General information
- Type: Powered parachute
- National origin: United States
- Manufacturer: Parascender Technologies
- Status: Production completed (2004)

History
- Manufactured: 1989-2004
- Introduction date: 1989

= Parascender I =

American powered parachute

The Parascender I, originally just called the Parascender, is an American single-seat powered parachute that was designed and produced by Parascender Technologies of Kissimmee, Florida and introduced in 1989. Now out of production, when it was available the aircraft was supplied as a kit for amateur construction.
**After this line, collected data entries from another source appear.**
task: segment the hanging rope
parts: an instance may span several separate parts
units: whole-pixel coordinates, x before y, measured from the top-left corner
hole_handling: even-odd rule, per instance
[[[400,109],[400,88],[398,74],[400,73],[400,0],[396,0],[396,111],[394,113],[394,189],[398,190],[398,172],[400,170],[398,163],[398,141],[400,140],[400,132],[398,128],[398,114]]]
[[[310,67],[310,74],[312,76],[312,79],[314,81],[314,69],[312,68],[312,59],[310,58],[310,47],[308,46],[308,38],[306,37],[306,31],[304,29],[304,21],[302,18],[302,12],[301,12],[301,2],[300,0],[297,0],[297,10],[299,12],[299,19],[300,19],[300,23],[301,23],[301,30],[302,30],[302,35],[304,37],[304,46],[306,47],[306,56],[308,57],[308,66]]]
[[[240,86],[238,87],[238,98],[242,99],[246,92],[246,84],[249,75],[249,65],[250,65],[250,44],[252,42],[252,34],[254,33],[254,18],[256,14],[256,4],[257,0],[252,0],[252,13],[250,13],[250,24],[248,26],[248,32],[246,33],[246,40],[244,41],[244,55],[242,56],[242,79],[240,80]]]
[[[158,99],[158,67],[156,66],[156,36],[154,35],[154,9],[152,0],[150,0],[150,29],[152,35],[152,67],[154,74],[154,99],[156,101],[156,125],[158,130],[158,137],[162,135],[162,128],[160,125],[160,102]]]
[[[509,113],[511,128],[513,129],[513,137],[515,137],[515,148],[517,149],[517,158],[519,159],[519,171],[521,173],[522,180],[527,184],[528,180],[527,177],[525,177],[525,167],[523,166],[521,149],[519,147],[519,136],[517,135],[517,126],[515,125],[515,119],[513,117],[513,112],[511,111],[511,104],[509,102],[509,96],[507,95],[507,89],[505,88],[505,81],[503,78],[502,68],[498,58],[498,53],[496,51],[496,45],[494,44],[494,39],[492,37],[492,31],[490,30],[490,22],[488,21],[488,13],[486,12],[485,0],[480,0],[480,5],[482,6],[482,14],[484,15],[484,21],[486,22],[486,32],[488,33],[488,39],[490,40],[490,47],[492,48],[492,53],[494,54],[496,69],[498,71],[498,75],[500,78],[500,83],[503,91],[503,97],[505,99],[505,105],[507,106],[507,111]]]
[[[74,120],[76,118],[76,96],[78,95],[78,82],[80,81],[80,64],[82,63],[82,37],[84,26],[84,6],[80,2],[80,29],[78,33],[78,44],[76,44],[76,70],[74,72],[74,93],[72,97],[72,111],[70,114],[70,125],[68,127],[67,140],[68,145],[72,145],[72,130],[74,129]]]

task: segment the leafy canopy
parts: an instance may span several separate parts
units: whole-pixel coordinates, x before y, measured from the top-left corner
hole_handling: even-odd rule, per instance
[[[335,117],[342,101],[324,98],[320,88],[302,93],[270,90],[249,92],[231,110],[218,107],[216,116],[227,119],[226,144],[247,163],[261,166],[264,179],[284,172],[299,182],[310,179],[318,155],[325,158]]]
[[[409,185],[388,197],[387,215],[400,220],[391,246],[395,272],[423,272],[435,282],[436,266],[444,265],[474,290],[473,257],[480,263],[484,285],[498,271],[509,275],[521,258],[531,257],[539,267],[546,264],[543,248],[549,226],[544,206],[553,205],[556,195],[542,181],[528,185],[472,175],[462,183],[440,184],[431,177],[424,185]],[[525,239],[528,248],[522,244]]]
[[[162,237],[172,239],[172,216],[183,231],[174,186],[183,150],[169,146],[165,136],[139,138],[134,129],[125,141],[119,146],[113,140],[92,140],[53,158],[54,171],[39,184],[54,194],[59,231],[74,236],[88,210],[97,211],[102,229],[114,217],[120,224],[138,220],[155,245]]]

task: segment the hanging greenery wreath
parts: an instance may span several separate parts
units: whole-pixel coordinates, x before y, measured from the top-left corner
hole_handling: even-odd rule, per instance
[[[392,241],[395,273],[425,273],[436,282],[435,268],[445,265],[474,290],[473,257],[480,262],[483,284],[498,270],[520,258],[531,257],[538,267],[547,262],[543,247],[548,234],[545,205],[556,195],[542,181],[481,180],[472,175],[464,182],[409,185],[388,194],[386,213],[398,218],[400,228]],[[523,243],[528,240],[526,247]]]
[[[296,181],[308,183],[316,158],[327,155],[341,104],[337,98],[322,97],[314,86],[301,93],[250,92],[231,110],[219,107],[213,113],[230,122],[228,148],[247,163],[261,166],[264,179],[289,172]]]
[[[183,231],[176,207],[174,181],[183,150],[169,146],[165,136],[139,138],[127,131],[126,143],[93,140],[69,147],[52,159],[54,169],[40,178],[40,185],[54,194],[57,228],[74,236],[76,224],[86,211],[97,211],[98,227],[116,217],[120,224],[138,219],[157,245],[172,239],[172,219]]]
==Design and development==
The Parascender I was designed to comply with the US FAR 103 Ultralight Vehicles rules, including the category's maximum empty weight of 254 lb. The aircraft has a standard empty weight of 230 lb. It features a 440 sqft parachute-style wing, single-place accommodation, tricycle landing gear and a single 40 hp Rotax 447 engine in pusher configuration. The 50 hp Rotax 503 engine was a factory option, as was a 520 sqft canopy.

The aircraft carriage is built from bolted aluminium tubing, with a unique octagonal dual-tube propeller guard. Inflight steering is accomplished via foot pedals that actuate the canopy brakes, creating roll and yaw. On the ground the aircraft has left hand lever-controlled nosewheel steering. The main landing gear incorporates spring rod suspension. The aircraft has a typical empty weight of 230 lb and a gross weight of 540 lb, giving a useful load of 310 lb. With full fuel of 5 u.s.gal the payload for the pilot and baggage is 280 lb.

The standard day, sea level, no wind, takeoff with a 40 hp engine is 100 ft and the landing roll is 50 ft.

The manufacturer estimated the construction time from the supplied kit to be 20 hours.